Basically, there are 3 different grades of CIN: CIN I- mild dysplasia, CIN II- moderate dysplasia, CIN III- severe dysplasia.
There are 2 ways if preparing and processing pap smears: 1) Conventional method, and 2) Liquid-based cytology.
The conventional pap smear method is carried out by collecting the cervical cells using a spatula or endobrush, then smearing the cells directly onto a glass slide. Next, the slide is fixed immediately with alcohol spray. This immediate fixing is to prevent drying artifact from happening. However, the conventional method is not widely use anymore because the smear may contain other debris like blood, mucosal or inflammation cells. Also, it produces a thick layer of cells that are overlapping each other, thus, affecting the efficiency and accuracy of the screening process.
Instead, the Liquid-based cytology is being adopted now. This method employs the use of a machine known as ThinPrep processor. The processor will cleverly differentiate and separate the cervical cells from any debris, blood, mucous and inflammation cells. Another advantage of this processor is that it creates uniform and even layer of cells.
These are the instruments involved in a ThinPrep Pap Test:
From left: Spatula, endobrush
Picture taken from: http://www.imvs.sa.gov.au/tissuepath/graphics/spatula_conventional.jpg
Broom-like Brush
Picture taken from: http://www.cervexbrush.com/images/CombiLong.jpg
Vial with preservative fluid
Picture taken from: http://www.labnews.co.uk/cms_images/Image/Prod-Dec-07/31-NOV.jpg
Inside of the ThinPrep Processor
Picture taken from: http://cyto.igabinet.pl/data/user_files/image/TP%20Processor%202.JPG
Slide produced from ThinPrep
Picture taken from: http://www.muliabrothers.com/Picture1TP.jpg
Difference in the quality of the slides produced by Conventional and ThinPrep method
Picture taken from: http://imaginis.com/graphics/cervical-cancer/pap_smear.gif
An endobrush, spatula or broom-like brush will be used to collect the cervical cells. After which, the brush will be rinsed vigorously in a vial containing preservative fluid. The vial will then be loaded into the ThinPrep machine for processing.
A suction filter will be inserted into the vial to filter the cells, separating the cervical cells from any debris, blood, mucosal or inflammatory cells. The cervical cells will then be imprinted on the glass slide. After which, the machine will gently drop the slide into 95% xylene for fixing. After fixation, the slides will go through pap staining in the autostainer, Leica Autostainer XL. The slides will then be mounted and screened under the microscope for any abnormalities.

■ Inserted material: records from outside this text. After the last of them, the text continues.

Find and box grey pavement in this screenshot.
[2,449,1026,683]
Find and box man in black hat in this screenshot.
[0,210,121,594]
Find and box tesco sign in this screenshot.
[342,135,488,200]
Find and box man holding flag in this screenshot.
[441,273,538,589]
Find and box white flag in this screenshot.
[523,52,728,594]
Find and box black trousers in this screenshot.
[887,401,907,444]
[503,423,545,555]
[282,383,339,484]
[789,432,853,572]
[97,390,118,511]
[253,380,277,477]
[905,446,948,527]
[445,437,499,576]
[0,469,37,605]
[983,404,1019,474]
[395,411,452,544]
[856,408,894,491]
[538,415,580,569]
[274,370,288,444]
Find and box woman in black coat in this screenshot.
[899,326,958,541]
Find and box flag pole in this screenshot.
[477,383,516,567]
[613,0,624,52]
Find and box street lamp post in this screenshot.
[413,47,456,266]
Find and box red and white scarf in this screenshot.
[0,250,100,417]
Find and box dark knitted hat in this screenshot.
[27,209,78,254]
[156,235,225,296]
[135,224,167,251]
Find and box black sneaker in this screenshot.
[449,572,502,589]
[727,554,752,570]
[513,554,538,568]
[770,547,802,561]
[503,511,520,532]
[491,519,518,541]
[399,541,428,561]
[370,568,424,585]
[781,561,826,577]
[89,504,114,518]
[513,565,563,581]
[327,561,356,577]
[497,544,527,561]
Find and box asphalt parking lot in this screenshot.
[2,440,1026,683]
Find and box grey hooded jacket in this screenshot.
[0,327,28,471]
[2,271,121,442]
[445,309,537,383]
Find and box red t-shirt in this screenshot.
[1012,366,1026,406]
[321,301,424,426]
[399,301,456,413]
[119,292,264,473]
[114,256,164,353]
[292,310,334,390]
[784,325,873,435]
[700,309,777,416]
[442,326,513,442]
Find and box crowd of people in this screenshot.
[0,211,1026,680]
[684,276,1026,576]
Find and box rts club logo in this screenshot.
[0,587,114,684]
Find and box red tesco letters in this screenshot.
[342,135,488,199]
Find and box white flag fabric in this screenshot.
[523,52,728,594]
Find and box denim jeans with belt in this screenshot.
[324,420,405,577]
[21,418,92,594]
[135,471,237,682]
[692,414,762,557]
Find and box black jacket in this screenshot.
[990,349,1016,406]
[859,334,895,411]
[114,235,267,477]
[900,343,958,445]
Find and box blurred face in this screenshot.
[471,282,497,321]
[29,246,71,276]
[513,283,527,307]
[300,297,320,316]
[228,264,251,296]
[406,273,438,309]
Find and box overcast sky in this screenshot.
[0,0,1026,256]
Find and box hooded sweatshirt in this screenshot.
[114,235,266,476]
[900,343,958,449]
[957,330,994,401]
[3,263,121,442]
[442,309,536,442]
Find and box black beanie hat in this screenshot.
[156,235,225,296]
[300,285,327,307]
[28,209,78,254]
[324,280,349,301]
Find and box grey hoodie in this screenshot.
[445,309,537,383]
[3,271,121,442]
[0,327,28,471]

2) Processing of Non-gynaecological specimens
The processing of non-gynae specimens is quite different from gynae specimens.
First of all, the specimens will undergo cytospin to obtain the pellet. To the pellet, cytospin collection fluid (light green colour) will be added to the cells. The amount the fluid to be added depends on the size of the pellet, i.e the fluid added must be at least twice the amount of the size of the pellet. A pipette was then used to mix up the mixture.
After these, a cytofunnel chamber is prepared. A glass slide, together with a filter card are attached to the cytoclip and cytofunnel. The whole cytofunnel chamber is then loaded into the cytospin. Due to the pressure from the spinning motion in the cytospin, the cells will be imprinted in the slide, according to the size of the filter card. Similarly, the slides will be stained in an autostainer.
Although both gynae and non-gynae specimens are stained with the same stains, they are stained in different autostainers. This is to prevent contamination of the different types of specimen. After staining, the slides will be mounted and screened under the microscope for abnormalities.
Process of assembling the cytofunnel chamber
Picture taken from: http://www.thermo.com/eThermo/CMA/PDFs/Various/File_24579.pdf
In the cytology lab, all equipments used will be disinfected with reagent CIDEX OPA. For the other disposable equipments like pasteur pipette and supernatants, they will be disinfected and discarded into a small bin of dissolved chlorine tablet.